Napoli, 21/10/2006 - Tre punti importantissimi nell’economia del torneo per la Go Services. Brutta battuta d’arresto per la Medinat che deve subito rialzarsi sabato prossimo contro la Hyundai Roby Cars. Probabilmente il risultato più giusto sarebbe stato un pareggio. Non è di questo avviso mister Arbitrio a fine gara: “Abbiamo avuto il pallino del gioco per almeno ottanta minuti. Quello che abbiamo espresso noi è stato sicuramente un calcio migliore. Abbiamo avuto decisamente più occasioni per segnare rispetto ai nostri avversari”.
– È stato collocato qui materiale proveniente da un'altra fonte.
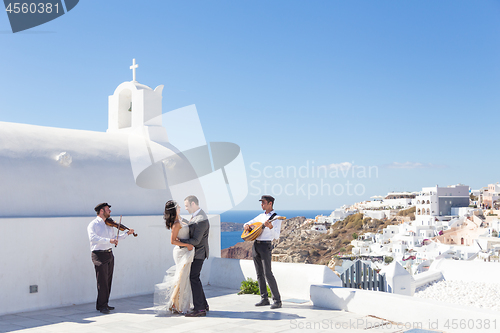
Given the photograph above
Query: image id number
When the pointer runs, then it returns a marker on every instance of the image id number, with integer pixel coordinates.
(471, 324)
(32, 8)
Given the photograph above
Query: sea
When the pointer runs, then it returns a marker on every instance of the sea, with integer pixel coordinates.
(230, 238)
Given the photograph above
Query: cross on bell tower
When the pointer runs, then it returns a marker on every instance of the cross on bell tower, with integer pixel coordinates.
(133, 67)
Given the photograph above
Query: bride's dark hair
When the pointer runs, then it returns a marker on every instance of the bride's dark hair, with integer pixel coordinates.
(170, 213)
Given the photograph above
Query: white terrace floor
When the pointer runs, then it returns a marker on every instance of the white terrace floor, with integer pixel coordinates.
(229, 312)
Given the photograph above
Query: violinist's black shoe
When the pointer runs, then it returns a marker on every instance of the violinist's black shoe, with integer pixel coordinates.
(104, 310)
(263, 302)
(196, 313)
(276, 305)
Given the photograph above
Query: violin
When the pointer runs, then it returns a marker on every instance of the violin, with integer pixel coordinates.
(109, 221)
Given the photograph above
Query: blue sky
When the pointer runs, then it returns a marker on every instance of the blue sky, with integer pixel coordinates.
(409, 89)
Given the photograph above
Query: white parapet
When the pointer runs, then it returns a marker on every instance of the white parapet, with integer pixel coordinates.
(463, 270)
(404, 312)
(427, 277)
(294, 280)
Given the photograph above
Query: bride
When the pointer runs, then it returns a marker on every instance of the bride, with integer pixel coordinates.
(174, 294)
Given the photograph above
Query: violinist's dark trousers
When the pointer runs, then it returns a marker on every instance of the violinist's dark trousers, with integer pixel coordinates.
(104, 263)
(199, 299)
(261, 253)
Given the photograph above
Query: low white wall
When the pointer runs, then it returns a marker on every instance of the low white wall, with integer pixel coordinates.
(427, 277)
(476, 271)
(409, 311)
(54, 253)
(294, 280)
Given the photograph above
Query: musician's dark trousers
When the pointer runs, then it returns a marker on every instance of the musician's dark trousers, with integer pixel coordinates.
(199, 299)
(104, 263)
(261, 253)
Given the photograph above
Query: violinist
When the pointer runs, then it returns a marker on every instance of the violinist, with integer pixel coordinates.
(102, 238)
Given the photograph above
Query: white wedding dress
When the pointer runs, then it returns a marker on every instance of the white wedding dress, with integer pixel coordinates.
(174, 295)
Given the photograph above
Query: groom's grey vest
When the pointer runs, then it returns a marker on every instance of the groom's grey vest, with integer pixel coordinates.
(199, 229)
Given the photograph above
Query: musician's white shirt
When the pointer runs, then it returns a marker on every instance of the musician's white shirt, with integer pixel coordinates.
(100, 234)
(268, 234)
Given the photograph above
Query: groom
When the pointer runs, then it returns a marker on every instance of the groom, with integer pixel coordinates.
(198, 237)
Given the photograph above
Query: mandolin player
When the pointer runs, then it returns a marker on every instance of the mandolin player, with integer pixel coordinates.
(261, 251)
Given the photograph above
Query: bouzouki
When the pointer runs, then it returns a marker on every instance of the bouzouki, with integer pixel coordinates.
(257, 228)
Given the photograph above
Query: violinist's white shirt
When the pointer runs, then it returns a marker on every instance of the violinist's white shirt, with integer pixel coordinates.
(101, 234)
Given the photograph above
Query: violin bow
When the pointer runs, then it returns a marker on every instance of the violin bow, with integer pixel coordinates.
(118, 231)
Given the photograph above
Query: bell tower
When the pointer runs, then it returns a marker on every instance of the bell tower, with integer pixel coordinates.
(134, 105)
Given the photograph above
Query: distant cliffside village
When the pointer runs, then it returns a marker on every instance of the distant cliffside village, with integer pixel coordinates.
(411, 228)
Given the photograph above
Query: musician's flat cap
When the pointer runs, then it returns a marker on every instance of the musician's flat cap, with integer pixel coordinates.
(268, 198)
(101, 206)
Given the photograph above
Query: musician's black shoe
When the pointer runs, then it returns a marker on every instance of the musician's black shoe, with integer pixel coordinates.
(276, 305)
(263, 302)
(196, 313)
(104, 310)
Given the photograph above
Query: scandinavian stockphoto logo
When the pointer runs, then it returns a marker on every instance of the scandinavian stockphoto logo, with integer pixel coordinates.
(28, 14)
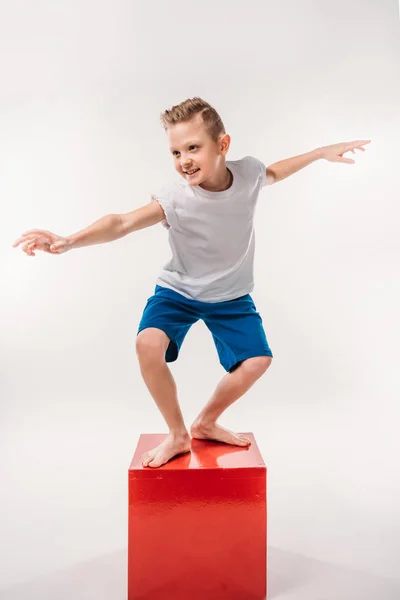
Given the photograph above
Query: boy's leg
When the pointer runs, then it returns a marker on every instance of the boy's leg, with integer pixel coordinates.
(151, 346)
(243, 351)
(232, 386)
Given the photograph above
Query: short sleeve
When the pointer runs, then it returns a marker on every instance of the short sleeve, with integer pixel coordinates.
(165, 198)
(261, 170)
(255, 171)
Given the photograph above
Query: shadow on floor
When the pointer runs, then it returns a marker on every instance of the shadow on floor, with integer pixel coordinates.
(290, 577)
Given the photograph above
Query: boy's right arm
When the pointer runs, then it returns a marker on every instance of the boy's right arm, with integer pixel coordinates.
(108, 228)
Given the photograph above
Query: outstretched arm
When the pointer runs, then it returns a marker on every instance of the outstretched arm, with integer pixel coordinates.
(107, 229)
(334, 153)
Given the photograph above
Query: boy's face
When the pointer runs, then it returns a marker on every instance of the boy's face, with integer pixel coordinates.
(193, 148)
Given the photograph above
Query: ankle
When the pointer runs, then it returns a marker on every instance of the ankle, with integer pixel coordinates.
(204, 423)
(179, 434)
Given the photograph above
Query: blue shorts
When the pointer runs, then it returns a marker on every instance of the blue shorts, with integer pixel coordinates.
(236, 326)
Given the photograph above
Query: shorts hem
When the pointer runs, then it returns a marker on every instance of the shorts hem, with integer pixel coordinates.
(246, 355)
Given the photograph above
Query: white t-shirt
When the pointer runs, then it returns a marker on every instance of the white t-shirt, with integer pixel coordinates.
(211, 235)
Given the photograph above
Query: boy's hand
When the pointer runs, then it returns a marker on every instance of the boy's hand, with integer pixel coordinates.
(39, 239)
(334, 153)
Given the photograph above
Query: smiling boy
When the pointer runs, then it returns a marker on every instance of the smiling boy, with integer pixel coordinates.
(208, 215)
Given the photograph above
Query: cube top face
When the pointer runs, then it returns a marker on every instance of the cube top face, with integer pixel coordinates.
(204, 455)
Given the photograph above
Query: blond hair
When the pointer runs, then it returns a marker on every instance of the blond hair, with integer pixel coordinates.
(187, 109)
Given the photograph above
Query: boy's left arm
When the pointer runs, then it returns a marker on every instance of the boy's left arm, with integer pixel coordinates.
(334, 153)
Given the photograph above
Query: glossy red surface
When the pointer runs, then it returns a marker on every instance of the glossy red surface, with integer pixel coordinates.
(198, 524)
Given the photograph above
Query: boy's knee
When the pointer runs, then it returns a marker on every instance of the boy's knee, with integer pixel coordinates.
(151, 343)
(257, 365)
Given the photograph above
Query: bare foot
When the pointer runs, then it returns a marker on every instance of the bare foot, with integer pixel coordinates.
(169, 448)
(213, 431)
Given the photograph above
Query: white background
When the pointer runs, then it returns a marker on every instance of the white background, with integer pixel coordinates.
(83, 85)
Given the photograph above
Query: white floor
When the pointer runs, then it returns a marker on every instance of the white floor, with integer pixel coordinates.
(290, 577)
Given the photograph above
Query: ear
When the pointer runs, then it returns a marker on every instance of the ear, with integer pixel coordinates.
(224, 143)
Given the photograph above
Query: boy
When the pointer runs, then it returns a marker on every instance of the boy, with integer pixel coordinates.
(209, 218)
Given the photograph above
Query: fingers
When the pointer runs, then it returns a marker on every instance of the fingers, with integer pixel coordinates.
(28, 248)
(32, 234)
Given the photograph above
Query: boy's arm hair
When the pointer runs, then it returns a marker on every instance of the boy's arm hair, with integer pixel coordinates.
(108, 228)
(114, 226)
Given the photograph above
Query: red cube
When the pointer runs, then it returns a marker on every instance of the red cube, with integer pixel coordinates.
(198, 524)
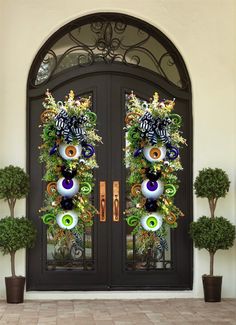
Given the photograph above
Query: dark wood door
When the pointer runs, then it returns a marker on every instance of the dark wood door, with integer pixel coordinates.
(112, 262)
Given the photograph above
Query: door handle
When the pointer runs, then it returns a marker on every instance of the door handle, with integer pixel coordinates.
(102, 202)
(116, 201)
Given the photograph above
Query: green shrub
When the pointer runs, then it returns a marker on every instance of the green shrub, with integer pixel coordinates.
(15, 233)
(216, 232)
(14, 184)
(212, 233)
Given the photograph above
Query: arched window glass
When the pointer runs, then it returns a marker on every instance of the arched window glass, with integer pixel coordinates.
(109, 41)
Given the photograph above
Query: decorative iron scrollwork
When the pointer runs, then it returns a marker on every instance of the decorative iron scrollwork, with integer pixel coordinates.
(109, 42)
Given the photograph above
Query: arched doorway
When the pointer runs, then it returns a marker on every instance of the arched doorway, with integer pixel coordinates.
(105, 56)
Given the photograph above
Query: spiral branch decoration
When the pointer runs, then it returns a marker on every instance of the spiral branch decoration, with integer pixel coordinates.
(68, 152)
(152, 154)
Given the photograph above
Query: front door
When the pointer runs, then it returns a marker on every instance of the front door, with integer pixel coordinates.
(107, 257)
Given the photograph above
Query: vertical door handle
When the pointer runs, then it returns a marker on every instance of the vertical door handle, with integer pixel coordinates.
(102, 202)
(116, 201)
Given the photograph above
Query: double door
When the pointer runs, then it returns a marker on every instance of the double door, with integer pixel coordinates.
(107, 257)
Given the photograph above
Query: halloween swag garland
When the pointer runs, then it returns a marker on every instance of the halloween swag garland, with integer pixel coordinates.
(69, 137)
(152, 156)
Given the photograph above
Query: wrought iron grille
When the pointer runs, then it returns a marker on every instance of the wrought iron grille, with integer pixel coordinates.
(109, 41)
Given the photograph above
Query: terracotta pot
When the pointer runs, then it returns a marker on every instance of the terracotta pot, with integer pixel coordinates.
(15, 289)
(212, 288)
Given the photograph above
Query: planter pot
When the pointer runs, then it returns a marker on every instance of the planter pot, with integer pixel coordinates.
(212, 288)
(15, 289)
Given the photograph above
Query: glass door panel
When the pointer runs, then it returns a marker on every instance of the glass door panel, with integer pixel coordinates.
(139, 256)
(68, 250)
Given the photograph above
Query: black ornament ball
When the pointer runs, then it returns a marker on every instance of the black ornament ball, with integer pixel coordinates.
(68, 173)
(152, 175)
(67, 204)
(151, 205)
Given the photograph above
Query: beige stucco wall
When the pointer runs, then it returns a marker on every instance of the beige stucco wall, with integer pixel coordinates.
(204, 31)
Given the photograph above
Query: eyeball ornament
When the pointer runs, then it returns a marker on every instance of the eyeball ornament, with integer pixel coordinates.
(69, 151)
(151, 222)
(67, 187)
(152, 189)
(67, 220)
(154, 153)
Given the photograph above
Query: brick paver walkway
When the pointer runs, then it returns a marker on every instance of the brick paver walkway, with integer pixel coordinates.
(118, 312)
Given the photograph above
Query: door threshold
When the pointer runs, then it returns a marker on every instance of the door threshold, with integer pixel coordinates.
(107, 295)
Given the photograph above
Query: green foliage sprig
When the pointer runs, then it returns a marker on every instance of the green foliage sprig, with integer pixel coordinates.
(138, 164)
(53, 163)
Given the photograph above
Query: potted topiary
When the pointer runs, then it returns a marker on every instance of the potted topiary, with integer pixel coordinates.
(15, 233)
(212, 233)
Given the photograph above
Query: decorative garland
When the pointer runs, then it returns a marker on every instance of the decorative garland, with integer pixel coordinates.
(69, 137)
(152, 155)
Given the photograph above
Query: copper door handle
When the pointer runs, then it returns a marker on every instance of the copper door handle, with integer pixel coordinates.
(102, 202)
(116, 201)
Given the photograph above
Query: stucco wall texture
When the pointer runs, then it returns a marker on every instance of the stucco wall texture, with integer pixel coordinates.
(204, 31)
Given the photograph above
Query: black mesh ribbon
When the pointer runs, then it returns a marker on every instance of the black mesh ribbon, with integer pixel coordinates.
(70, 127)
(154, 129)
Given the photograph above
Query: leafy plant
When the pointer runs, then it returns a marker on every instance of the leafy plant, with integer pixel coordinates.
(14, 184)
(212, 233)
(15, 233)
(212, 184)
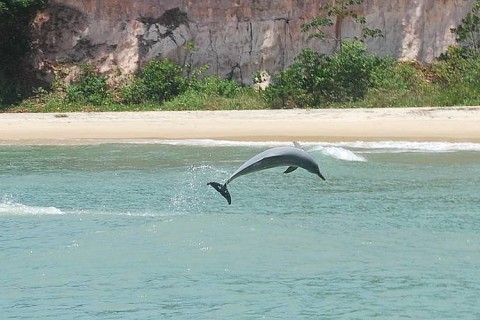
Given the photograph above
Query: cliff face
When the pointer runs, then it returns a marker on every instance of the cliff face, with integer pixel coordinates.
(234, 37)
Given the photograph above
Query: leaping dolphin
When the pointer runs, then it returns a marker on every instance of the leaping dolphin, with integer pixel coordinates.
(274, 157)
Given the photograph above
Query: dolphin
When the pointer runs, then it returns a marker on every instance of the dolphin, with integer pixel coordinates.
(292, 157)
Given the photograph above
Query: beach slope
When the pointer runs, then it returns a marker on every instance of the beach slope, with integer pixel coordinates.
(459, 124)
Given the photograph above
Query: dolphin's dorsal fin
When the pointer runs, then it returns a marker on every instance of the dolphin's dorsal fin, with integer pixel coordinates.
(290, 169)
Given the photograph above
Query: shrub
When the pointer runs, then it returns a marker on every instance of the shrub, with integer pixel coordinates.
(159, 81)
(315, 79)
(89, 87)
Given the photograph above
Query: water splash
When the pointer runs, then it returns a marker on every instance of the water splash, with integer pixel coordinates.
(8, 206)
(189, 197)
(339, 153)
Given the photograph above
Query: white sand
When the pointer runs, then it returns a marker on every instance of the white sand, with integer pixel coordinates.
(460, 124)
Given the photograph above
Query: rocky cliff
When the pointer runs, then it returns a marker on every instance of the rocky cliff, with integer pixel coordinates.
(234, 37)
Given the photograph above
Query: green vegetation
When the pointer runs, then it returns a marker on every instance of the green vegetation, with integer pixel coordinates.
(350, 77)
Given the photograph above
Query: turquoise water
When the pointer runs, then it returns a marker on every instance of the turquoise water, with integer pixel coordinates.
(132, 231)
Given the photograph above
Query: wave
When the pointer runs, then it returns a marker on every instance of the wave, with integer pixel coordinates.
(384, 146)
(9, 207)
(339, 153)
(409, 146)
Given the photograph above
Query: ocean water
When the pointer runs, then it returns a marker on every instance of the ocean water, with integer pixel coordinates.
(132, 231)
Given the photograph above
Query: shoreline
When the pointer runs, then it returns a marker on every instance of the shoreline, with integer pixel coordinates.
(439, 124)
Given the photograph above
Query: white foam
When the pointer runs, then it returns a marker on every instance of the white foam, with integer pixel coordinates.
(339, 153)
(9, 207)
(411, 146)
(385, 146)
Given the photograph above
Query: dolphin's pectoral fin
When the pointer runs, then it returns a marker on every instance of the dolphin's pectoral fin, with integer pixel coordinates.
(290, 169)
(222, 189)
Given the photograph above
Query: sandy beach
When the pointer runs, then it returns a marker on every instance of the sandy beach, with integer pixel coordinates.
(459, 124)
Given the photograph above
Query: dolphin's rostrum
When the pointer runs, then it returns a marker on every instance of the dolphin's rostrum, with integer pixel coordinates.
(274, 157)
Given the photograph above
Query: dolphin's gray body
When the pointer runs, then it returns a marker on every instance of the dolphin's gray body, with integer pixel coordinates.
(274, 157)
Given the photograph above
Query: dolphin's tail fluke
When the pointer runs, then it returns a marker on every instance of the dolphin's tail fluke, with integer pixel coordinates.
(222, 188)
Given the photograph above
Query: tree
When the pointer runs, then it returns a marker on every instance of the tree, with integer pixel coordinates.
(468, 32)
(340, 10)
(15, 21)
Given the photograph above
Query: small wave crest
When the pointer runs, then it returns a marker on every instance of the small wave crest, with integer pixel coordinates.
(9, 207)
(362, 146)
(339, 153)
(411, 146)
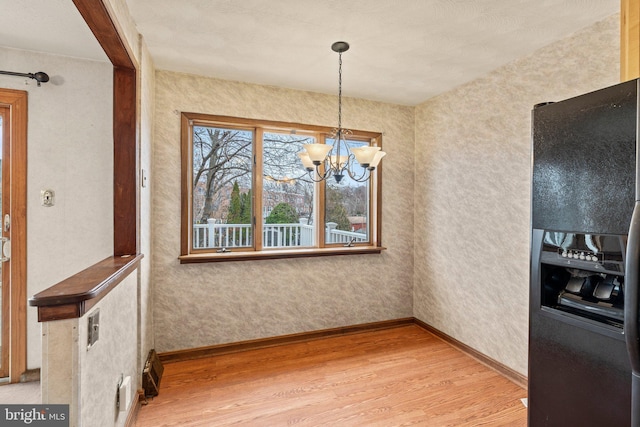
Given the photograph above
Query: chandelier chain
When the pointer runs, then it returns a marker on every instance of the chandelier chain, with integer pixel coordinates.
(339, 92)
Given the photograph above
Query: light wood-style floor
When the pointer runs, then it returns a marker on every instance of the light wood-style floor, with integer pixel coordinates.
(395, 377)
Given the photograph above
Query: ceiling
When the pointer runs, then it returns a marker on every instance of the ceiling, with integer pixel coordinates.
(402, 51)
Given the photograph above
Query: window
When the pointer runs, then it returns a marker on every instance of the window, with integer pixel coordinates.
(246, 194)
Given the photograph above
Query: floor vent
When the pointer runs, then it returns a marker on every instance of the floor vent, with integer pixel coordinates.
(152, 375)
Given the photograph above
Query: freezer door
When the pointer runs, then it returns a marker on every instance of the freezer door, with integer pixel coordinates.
(584, 162)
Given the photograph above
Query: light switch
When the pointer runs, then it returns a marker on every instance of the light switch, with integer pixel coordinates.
(47, 197)
(94, 328)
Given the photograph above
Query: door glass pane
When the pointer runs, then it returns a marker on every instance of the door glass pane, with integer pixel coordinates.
(347, 204)
(222, 171)
(287, 193)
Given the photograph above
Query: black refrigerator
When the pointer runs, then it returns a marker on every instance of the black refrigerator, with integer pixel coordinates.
(584, 352)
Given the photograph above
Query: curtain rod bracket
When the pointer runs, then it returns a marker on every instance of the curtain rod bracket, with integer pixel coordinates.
(40, 77)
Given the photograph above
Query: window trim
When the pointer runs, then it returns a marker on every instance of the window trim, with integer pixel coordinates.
(190, 255)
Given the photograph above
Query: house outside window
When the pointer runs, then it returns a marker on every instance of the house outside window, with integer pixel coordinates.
(246, 195)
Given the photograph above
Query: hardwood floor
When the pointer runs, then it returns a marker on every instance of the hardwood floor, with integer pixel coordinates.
(394, 377)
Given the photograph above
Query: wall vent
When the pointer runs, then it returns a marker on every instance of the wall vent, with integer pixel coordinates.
(152, 374)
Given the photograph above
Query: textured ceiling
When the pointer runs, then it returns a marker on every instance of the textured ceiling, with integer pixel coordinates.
(402, 51)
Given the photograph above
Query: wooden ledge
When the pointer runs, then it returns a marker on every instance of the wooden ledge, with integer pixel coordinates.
(278, 254)
(74, 296)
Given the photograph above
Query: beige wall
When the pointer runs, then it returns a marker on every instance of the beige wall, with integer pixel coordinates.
(473, 189)
(205, 304)
(69, 150)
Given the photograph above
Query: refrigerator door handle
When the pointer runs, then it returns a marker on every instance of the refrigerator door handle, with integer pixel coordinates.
(631, 282)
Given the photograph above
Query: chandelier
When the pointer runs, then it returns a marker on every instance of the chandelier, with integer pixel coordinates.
(321, 163)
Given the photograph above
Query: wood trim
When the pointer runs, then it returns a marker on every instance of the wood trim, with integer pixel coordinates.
(278, 254)
(100, 23)
(629, 39)
(215, 350)
(125, 122)
(258, 187)
(5, 113)
(74, 296)
(212, 119)
(125, 162)
(186, 215)
(507, 372)
(17, 103)
(257, 252)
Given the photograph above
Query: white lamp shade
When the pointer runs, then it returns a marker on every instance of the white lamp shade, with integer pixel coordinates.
(343, 161)
(365, 154)
(306, 160)
(379, 155)
(317, 152)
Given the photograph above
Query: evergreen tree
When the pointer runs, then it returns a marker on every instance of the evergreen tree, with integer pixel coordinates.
(234, 215)
(245, 211)
(335, 210)
(282, 213)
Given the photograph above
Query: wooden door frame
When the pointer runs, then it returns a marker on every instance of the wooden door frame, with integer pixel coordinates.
(16, 102)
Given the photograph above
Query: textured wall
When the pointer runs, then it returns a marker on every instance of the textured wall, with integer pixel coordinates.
(70, 150)
(205, 304)
(87, 379)
(145, 306)
(473, 188)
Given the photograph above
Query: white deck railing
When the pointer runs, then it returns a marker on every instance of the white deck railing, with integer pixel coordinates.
(273, 235)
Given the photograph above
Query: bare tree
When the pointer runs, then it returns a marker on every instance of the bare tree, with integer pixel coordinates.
(222, 156)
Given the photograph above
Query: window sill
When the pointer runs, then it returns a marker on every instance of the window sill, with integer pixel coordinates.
(278, 254)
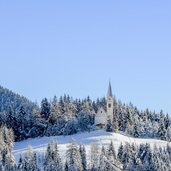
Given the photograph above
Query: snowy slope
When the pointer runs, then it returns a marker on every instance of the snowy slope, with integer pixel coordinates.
(99, 137)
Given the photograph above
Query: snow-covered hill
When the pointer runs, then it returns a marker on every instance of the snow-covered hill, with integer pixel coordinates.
(99, 137)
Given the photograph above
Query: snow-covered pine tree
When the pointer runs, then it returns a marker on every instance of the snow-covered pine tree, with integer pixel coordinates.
(83, 157)
(52, 158)
(74, 157)
(45, 109)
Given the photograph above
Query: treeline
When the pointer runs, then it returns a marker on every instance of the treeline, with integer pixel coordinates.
(132, 121)
(66, 116)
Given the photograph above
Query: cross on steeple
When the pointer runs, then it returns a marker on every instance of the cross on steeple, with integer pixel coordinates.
(109, 93)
Il mister è molto amareggiato per la sconfitta odierna e sui gol commenta: “Entrambe le reti erano nettamente in fuori-gioco. L’arbitro ci ha penalizzati convalidandoli. Devo dire comunque che sia Di Pietro che Caruso si sono dimostrati due ottimi giocatori e ci hanno messo più volte in difficoltà con la loro velocità” Riguardo ai gol, dello stesso avviso sono tutti i giocatori e i dirigenti della Medinat.

In merito all’occasione di riaggancio sciupata da Petito mister Arbitrio dichiara: “Ciro è e rimane il nostro rigorista. Può capitare di sbagliare un rigore, soprattutto se vai sul dischetto troppo convinto come è successo a lui.”